El origen de los gustos me parece un enorme misterio. Lo he repetido ya en alguna ocasión. La inclinación por ciertos lugares, la simpatía hacia determinados personajes, o la predisposición a unos temas frente a otros, me resulta fascinante. Como fascinante me parece la grandeza de la creación y el ingenio de algunos hombres, reales o ficticios. Digo esto porque no sé del todo muy bien por qué me acerqué a esta creación tan cálida y sugerente. Sin duda por Sherlock. Quizás también porque de modo inconsciente estoy preparando un próximo viaje a Londres y el sur de Inglaterra. Si esto fue lo que finalmente me motivó a ver la película de la que estoy escribiendo —que no lo sé—, el resultado fue inmejorable. En Mr. Holmes se conjugan, como pocas veces he visto, historia y ambiente. No hablo en ningún caso en términos cinematográficos, me refiero a cuestiones más hondas, a vibraciones que emite esta película y que me han acariciado las fibras del alma. Hablo, por tanto, para mis adentros.
Las localizaciones desde luego hacen muy agradable el camino, o el visionado de la cinta, por decirlo en términos fílmicos.
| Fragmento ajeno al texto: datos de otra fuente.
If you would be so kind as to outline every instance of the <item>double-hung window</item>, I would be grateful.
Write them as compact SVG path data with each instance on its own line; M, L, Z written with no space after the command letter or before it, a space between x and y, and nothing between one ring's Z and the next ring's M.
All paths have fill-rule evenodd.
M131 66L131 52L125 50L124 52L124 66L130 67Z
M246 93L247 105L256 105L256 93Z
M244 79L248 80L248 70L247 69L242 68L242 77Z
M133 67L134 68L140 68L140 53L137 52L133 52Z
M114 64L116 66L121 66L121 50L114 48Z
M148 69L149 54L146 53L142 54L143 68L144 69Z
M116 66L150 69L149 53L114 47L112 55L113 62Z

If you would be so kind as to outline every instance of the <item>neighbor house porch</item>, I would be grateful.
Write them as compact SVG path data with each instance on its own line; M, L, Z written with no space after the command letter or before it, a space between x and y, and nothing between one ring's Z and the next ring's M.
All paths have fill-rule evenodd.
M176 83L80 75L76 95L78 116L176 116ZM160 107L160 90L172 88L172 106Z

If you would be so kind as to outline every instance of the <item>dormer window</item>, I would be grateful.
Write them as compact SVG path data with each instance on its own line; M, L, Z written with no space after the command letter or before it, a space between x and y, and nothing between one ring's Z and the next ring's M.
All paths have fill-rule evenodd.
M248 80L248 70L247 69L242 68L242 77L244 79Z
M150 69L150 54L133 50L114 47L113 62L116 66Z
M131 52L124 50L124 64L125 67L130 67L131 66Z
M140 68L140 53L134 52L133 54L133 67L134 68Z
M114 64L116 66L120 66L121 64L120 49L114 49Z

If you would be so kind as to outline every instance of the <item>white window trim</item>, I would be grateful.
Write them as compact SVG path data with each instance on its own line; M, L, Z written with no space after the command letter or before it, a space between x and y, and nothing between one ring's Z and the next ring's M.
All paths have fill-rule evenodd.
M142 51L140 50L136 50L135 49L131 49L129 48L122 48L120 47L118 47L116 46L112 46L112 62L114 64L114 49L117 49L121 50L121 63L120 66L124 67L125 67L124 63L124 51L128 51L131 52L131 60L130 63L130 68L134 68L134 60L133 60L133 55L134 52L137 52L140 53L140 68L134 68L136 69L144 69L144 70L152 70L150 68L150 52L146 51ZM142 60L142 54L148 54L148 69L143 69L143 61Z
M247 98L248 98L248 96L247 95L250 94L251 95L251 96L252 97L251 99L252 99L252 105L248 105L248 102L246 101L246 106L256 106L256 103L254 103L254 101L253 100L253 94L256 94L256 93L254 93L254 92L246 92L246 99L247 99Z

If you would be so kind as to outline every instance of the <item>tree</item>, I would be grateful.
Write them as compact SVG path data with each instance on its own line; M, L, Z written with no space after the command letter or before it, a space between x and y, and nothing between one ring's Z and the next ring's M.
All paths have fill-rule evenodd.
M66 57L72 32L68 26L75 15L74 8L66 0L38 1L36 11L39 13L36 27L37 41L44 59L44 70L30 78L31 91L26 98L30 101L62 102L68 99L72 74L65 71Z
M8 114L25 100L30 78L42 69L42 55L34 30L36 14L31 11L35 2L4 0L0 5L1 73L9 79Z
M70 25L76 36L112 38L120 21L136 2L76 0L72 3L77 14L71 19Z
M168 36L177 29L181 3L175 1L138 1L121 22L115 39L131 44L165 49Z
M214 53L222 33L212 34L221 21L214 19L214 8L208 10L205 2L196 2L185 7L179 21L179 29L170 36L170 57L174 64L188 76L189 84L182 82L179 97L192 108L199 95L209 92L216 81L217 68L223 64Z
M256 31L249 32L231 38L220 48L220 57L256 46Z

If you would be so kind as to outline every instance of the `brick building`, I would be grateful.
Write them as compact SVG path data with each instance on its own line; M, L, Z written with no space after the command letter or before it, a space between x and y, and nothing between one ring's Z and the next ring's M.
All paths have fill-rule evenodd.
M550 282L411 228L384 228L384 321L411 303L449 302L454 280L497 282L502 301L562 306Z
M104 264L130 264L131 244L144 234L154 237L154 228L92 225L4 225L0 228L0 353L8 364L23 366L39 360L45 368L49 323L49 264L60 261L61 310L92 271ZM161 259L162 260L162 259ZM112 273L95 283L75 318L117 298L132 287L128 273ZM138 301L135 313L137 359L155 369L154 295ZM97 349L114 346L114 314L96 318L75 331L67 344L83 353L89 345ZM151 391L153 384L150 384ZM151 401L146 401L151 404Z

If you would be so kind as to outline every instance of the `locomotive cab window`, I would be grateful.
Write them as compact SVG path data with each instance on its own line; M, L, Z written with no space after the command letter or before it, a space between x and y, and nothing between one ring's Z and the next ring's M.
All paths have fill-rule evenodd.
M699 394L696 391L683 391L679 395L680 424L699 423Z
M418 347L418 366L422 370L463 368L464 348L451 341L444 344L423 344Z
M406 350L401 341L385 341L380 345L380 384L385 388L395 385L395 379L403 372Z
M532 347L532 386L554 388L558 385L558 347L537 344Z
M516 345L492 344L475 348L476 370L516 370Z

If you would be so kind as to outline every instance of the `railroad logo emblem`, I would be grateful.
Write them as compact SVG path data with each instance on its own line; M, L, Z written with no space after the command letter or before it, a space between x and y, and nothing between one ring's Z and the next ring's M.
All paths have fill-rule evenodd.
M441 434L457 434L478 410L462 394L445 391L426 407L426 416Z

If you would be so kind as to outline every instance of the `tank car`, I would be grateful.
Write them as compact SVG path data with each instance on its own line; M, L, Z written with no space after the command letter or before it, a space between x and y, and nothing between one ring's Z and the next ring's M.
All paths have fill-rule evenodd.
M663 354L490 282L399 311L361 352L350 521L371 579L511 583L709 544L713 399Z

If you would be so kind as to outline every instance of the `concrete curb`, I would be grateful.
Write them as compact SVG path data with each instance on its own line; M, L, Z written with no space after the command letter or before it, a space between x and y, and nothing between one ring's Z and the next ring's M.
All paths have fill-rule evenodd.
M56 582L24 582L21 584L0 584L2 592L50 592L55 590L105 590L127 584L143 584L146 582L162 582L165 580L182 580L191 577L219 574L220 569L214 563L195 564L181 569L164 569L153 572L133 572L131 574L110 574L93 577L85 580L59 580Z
El condado de Sussex, al que Sherlock se desplaza para alejarse del bullicio londinense, encanta y enamora... Pues bien, esa predilección por el verde, sin ir más lejos, es para mí un enigma que me hace sondearme constantemente. ¿Tuvo algo que ver en su día, me pregunto, el impacto de la película Braveheart en mi espíritu juvenil, con sus verdes campiñas escocesas, de hierbas perpetuas y nieblas interminables? ¿Predomina en cambio, en mi pasión por el campo y lo bucólico, mi relación, desde bien pequeño, con los montes de mi pueblo y sus pinares y huertos? ¿O se lleva tal vez en la sangre el amor por el agro, al ser mis dos abuelos pastores y hortelanos? De cualquier manera, el entorno de cada ciudad o pueblo, sus flores y plantas, la vegetación que crece entre sus entretelas, a mí me seduce, me libera incluso, me tranquiliza, me hace elevarme, me purifica, me acerca a lo divino. Y por eso puedo estar horas disfrutando de un determinado paisaje, no necesariamente quieto, pero jamás sintiendo que pierdo el tiempo. Y por eso considero el camino de cualquier viaje un placer en sí mismo.
Por ejemplo, que la cinta comience mostrando un tren de época atravesando las verdes extensiones inglesas, con el simbolismo que encierran las locomotoras, y lo que supone para cualquier verdadero peregrino el hecho de ver lo que está recorriendo, es señal de que en esta película se cuidan las esencias.
Por otro lado está Sherlock. Un personaje de ficción extraordinario al que es un auténtico gozo seguirlo. No se retrata aquí sin embargo al gran personaje de Arthur Conan Doyle como habitualmente se ha hecho. Y eso a mí me cautivó desde el primer momento. Enfrentar al legendario Mr. Holmes con su propia decrepitud ha sido, desde mi punto de vista, un sorprendente acierto, pues da pie a numerosas reflexiones, de las cuales me gustaría compartir algunas.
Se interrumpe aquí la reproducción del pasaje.